The reading that I set for myself this year requires me to read twenty books in various categories. Here is my challenge: An author you have never read before, Biography or autobiography, A book recommended by a friend, Romance novel or Western, Mystery, Historical subject, Science fiction or fantasy, A book started but given up on, Graphic novel, A book published in each decade I’ve been alive 1940’s – 1950’s – 1960’s – 1970’s – 1980’s – 1990’s – 2000’s – 2010’s, A book of short stories or essays, Part of a series of books, and to round it out A book of any kind. I’ll be bringing you updates as the year goes on. In fact, this is the first update.
The first book that I read was Zen and the Art of Motorcycle Maintenance: An Inquiry into Values by Robert M. Pirsig. The book was first published in the 1970’s, though I first read it in the early 1980’s. I had planned on reading it last year for the challenge, but ran out of time before I could get to it, so I started the year with it. The book was a best seller when it was published. It feels as if each time I read the book I understand a little more about what Pirsig is saying about Quality, but I do get bogged down in some sections. Having said that, I must admit that the term that best describes my feelings when reading the book is “comfortable.” Pirsig might say that “comfortable” is an intellectual construct of Quality. But I may have misinterpreted that section of the book. I recommend this book to anyone who doesn’t mind working at their reading.
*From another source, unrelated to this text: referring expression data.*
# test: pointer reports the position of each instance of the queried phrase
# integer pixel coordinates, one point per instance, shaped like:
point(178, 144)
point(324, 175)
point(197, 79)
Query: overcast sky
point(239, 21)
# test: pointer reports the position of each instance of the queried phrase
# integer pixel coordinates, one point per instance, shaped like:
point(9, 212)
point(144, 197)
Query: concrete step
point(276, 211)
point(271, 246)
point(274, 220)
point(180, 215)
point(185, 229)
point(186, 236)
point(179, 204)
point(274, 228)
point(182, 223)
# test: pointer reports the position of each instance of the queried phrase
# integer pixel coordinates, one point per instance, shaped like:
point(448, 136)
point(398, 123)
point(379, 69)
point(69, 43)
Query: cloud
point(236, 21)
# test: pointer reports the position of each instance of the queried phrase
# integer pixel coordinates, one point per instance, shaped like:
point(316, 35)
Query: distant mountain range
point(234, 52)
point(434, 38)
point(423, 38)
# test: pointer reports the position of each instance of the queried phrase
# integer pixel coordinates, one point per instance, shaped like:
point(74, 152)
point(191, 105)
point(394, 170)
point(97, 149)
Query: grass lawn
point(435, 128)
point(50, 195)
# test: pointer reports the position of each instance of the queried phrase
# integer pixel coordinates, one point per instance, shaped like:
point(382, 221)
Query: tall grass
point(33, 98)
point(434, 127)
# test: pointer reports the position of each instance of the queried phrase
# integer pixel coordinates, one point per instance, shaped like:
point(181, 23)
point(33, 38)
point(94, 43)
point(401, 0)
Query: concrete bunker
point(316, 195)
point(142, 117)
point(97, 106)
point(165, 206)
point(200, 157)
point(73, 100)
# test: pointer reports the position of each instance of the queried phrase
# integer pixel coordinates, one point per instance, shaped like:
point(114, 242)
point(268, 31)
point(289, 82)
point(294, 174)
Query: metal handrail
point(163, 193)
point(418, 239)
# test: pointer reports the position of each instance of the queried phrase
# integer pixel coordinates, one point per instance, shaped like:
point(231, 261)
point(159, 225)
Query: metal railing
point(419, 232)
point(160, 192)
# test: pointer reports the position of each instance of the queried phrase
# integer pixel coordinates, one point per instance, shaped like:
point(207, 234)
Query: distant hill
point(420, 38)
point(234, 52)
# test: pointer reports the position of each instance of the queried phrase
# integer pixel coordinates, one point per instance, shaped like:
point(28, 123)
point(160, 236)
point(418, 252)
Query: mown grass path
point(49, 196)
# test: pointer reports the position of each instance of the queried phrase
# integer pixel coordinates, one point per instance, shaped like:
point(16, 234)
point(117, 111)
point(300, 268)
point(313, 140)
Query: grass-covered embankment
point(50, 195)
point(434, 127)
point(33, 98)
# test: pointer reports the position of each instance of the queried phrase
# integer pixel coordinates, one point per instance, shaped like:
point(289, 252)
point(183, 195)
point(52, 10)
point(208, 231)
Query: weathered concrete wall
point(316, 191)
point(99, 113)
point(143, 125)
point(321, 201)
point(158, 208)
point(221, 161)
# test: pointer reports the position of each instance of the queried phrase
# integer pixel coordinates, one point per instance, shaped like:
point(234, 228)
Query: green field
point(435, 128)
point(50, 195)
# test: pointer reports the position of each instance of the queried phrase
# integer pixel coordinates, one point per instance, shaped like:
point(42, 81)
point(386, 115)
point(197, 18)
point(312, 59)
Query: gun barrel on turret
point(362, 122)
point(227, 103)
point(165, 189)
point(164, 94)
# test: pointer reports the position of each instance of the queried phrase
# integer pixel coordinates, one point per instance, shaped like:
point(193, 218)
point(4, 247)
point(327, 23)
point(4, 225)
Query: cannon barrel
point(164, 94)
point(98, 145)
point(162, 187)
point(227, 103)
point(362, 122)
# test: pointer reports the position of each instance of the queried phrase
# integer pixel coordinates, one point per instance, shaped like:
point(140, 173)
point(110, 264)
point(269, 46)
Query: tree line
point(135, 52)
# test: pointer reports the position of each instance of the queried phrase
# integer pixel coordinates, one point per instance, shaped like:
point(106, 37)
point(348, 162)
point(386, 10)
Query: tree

To the other extreme, my second book this year was Larry McMurtry’s The Last Kind Words Saloon. I chose to read a western rather than a romance novel this year. I had planned on picking up something by Zane Grey or Louis L’Amour, but after wandering the aisles of Barnes and Noble without finding anything, I turned to Larry McMurtry. McMurtry is an excellent writer, and I’ve enjoyed some of his other books. This book, however, seemed like it was put out just to trade on his other excellent work. The story was just too short to please me. I mean, I read the entire book in one day. I’ve spent more time on graphic novels.
I seemed to slow down in my reading when I came to the third book this year, Conspirator: Lenin in Exile by Helen Rappaport. This fills the Biography part of my challenge. I realized a few years ago that almost everything that I had read about Lenin and Stalin was in the context of spy thrillers. This year I decided to finally rectify that situation by reading a biography of at least one of them. I’m not sure why my reading speed slowed down with this book, because it is quite interesting. Perhaps next year I’ll find a biography of Stalin to read.
After reading non-fiction I decided to go to something that I could get through quicker, so I chose a graphic novel to read. I chose Jupiter’s Legacy, Book 1 by Mark Millar and Frank Quitley, for the obvious reason that the art intrigued me. At first look indicated to me that Quitley’s art had been strongly influenced by Jean Giraud (Moebius) and perhaps also by Frank Miller. The story (the first five comics in a series) by Millar reminded me of Watchmen by Alan Moore. Truth be told, I enjoyed Millar’s story more. I may actually look for Book 2 so that I can read more of the story.
I feel like I’ve already fallen behind on my challenge, so I’m going to get cracking on the next book…after I work on my Stamp Collection for a bit.